# Changing catagorical data to numeric

First we need to import pandas.

In [55]:
import pandas as pd

Now I'm going to makeup some data and put it into a dataframe.

In [56]:
# Here is a python dictionary of some data
my_data = { "shadow": ["yes", "no", "unknown", "yes", "yes", "no", "no data"], 
            "year": [1, 2, 3, 4, 5, 6, 7]}

# This is loading the data from the dictionary into a pandas datafram
df1 = pd.DataFrame.from_dict(my_data)

# Now let's look at the datafram
df1.head()

Unnamed: 0,shadow,year
0,yes,1
1,no,2
2,unknown,3
3,yes,4
4,yes,5


## Method 1

We can add a new column with numerical values.

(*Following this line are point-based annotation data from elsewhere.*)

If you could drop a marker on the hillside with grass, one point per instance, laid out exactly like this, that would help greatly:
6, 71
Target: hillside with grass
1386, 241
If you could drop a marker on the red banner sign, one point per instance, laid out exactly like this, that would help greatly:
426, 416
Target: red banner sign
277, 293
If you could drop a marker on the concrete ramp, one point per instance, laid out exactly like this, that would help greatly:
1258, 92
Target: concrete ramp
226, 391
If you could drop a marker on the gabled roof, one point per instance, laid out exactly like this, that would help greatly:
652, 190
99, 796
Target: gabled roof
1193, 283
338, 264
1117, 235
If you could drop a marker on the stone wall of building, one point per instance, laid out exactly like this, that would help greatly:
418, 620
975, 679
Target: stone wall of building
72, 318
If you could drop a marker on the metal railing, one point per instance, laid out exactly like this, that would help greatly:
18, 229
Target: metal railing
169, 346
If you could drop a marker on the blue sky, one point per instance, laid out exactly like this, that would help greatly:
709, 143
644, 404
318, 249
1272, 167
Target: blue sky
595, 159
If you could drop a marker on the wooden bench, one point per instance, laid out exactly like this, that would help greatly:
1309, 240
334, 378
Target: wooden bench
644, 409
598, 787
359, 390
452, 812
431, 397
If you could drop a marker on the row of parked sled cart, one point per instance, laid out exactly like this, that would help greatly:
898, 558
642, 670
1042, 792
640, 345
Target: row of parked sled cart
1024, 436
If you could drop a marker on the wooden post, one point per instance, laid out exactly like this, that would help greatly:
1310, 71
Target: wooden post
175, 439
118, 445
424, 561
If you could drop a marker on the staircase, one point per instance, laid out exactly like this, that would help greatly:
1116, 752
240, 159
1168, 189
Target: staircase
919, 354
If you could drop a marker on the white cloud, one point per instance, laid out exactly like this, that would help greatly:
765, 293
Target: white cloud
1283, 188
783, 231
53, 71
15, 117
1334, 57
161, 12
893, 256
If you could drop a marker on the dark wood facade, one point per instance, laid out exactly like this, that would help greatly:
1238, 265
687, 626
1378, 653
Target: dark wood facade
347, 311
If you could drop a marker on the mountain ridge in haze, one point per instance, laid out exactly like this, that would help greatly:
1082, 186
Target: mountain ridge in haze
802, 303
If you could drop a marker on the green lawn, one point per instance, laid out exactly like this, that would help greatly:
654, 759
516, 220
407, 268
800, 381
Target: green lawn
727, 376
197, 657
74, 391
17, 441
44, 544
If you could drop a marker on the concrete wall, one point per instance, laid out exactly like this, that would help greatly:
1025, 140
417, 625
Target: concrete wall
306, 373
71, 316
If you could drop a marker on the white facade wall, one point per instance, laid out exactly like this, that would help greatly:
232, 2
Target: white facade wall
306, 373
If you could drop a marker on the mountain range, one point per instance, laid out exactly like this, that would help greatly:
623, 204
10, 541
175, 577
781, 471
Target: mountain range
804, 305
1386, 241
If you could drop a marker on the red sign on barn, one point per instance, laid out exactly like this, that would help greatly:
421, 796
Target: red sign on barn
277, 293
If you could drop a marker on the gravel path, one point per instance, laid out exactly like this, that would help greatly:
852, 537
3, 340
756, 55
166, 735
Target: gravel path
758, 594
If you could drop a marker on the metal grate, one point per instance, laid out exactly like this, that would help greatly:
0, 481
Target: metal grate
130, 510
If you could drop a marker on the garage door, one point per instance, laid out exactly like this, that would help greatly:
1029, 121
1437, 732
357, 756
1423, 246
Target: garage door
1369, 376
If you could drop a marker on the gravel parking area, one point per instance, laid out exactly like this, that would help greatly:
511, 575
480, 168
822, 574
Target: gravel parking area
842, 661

I have chosen to have **yes** -> 0, **no** -> 1, and everything else go to -1

In [57]:
# df.replace([current data possibilities], [new (numerical) data possibilities], 
# inplace=True to replcae the current column or False to put it in a new column)
df1["shadow_numeric"] = df1["shadow"].replace(['yes', 'no', 'unknown', 'no data'], [0, 1, -1, -1], inplace=False)

In [58]:
#Now let's look at the dataframe again
df1.head()

Unnamed: 0,shadow,year,shadow_numeric
0,yes,1,0
1,no,2,1
2,unknown,3,-1
3,yes,4,0
4,yes,5,0


## Method 2

We can create a "dummies" dataframe and then merge it with our existing dataframe

In [59]:
df2 = pd.DataFrame.from_dict(my_data)

df2.head()

Unnamed: 0,shadow,year
0,yes,1
1,no,2
2,unknown,3
3,yes,4
4,yes,5


In [60]:
# pd.get_dummies(column of dataframe)
dummies = pd.get_dummies(df['shadow'])

dummies.head()

Unnamed: 0,no,no data,unknown,yes
0,0,0,0,1
1,1,0,0,0
2,0,0,1,0
3,0,0,0,1
4,0,0,0,1


Since we only care about yes or no values, we can delete or **drop** the other columns.

In [61]:
# df.drop([names of columns to drop], axis=columns to drop the 
# columns or rows to drop rows from the dataframe)
dummies = dummies.drop(['no data', 'unknown'], axis='columns')

dummies.head()

Unnamed: 0,no,yes
0,0,1
1,1,0
2,0,0
3,0,1
4,0,1


Finally, we can merge or **concatonate** our original datafram with our dummies dataframe

In [62]:
# pd.concat([names of dataframes], axis=columns to drop the 
# columns or rows to drop rows from the dataframe)
df2 = pd.concat([df2, dummies], axis='columns')

In [63]:
df2.head()

Unnamed: 0,shadow,year,no,yes
0,yes,1,0,1
1,no,2,1,0
2,unknown,3,0,0
3,yes,4,0,1
4,yes,5,0,1